Stream of millions of objects takes too much memory - dart

I'm generating a load of coordinates (made of 3 numbers) within a geographical area. However, using Streams (which should be much more efficient than Lists), fills up the app's memory very quickly, as can be seen in this screenshot from Observatory.
I need a structure where events can go in, and be read out one by one, and when this happens, removed from the structure. As far as I understand, that is what a Stream is. When you add a value, the old one is removed.
Unfortunatley, this doesn't appear to be happening. Instead, the stream just grows larger and larger - or at least something reading it does, but I just run the .length method on the returned stream, and that's it.
Here's the function that starts the Isolate that returns the stream of coordinate tiles.
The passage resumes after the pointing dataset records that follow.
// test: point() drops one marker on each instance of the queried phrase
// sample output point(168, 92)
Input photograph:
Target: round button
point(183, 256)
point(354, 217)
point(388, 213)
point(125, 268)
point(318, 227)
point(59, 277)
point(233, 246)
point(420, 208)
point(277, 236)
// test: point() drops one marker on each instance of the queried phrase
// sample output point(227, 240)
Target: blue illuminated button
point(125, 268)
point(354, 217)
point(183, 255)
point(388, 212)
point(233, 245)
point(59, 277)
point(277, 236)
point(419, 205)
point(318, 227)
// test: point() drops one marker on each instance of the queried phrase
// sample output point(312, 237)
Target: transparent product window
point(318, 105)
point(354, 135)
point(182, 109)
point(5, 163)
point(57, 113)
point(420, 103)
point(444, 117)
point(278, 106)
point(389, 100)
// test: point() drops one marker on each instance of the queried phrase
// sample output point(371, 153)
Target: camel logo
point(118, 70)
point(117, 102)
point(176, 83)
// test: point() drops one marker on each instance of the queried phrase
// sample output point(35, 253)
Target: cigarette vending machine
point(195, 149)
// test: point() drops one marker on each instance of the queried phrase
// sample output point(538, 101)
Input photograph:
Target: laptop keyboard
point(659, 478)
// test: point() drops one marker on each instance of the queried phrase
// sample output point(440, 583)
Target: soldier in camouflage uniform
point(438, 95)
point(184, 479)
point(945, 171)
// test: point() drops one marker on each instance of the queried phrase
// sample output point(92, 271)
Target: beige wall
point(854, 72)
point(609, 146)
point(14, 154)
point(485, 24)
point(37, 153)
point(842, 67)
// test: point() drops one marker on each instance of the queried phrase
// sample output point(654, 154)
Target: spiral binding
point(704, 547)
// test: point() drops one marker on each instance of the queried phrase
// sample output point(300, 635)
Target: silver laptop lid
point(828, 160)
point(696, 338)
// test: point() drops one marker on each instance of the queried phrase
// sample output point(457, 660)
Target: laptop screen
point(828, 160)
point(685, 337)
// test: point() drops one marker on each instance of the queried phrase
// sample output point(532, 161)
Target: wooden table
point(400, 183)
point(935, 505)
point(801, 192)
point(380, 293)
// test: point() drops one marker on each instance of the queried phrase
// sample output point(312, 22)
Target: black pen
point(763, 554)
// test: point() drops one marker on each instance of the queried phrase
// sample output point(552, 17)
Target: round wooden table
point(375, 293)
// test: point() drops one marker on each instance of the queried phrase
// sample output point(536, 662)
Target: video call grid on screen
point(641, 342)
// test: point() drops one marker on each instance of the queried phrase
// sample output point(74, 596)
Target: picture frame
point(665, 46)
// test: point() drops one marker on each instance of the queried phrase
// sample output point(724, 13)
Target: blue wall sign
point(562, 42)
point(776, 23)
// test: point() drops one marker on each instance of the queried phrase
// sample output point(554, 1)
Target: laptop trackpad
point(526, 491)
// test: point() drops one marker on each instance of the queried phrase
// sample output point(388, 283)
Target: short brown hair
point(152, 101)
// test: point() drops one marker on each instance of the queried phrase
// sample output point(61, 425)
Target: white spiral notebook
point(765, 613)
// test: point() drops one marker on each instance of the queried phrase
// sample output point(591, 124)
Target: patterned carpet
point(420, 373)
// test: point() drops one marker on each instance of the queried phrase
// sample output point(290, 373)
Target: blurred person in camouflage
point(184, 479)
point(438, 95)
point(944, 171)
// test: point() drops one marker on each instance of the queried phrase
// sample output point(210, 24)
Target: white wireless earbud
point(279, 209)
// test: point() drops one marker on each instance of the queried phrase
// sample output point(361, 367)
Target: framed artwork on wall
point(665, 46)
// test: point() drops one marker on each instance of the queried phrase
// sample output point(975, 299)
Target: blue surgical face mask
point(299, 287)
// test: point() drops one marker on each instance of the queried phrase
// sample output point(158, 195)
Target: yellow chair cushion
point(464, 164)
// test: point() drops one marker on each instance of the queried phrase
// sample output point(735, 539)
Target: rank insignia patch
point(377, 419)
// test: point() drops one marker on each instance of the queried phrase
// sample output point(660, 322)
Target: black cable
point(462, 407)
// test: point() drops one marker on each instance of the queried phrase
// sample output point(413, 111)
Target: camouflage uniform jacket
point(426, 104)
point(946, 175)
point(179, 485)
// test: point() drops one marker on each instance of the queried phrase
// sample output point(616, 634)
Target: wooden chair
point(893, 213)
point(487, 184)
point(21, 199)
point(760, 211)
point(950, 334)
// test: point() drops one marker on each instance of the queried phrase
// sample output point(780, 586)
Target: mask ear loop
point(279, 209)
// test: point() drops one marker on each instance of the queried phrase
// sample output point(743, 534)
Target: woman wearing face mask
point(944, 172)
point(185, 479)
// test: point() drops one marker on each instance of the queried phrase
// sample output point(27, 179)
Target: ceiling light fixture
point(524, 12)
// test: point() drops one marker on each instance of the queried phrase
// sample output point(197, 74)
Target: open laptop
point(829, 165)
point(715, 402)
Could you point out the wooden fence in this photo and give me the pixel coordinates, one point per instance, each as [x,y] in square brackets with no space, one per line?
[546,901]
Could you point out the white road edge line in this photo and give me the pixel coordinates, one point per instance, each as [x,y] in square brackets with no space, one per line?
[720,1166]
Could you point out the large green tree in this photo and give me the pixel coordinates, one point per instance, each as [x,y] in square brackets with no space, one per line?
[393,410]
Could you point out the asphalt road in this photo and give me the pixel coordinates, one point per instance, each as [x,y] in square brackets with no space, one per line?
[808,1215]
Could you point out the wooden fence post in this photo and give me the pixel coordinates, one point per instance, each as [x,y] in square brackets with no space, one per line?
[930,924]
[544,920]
I'll omit the actual generator, as it's not important: it just sends a Coord to the SendPort.
static Stream<Coords<num>> _generateTilesComputer(
DownloadableRegion region,
) async* {
List<List<double>> serialiseOutline(l) => (l as List)
.cast<LatLng>()
.map((e) => [e.latitude, e.latitude])
.toList();
final port = ReceivePort();
final tilesCalc = await Isolate.spawn(
region.type == RegionType.rectangle
? rectangleTiles
: region.type == RegionType.circle
? circleTiles
: lineTiles,
{
'port': port.sendPort,
'rectOutline': region.type != RegionType.rectangle
? null
: serialiseOutline(region.points),
'circleOutline': region.type != RegionType.circle
? null
: serialiseOutline(region.points),
'lineOutline': region.type != RegionType.line
? null
: (region.points as List<List<LatLng>>)
.chunked(4)
.map((e) => e.map(serialiseOutline)),
'minZoom': region.minZoom,
'maxZoom': region.maxZoom,
'crs': region.crs,
'tileSize': region.options.tileSize,
},
);
await for (final Coords<num>? coord in port
.skip(region.start)
.take(((region.end ?? double.maxFinite) - region.start).toInt())
.cast()) {
if (coord == null) {
port.close();
tilesCalc.kill();
return;
}
yield coord;
}
}
}
How can I prevent this memory leak? Happy to add more info if needed, but the full source code can be found at https://github.com/JaffaKetchup/flutter_map_tile_caching.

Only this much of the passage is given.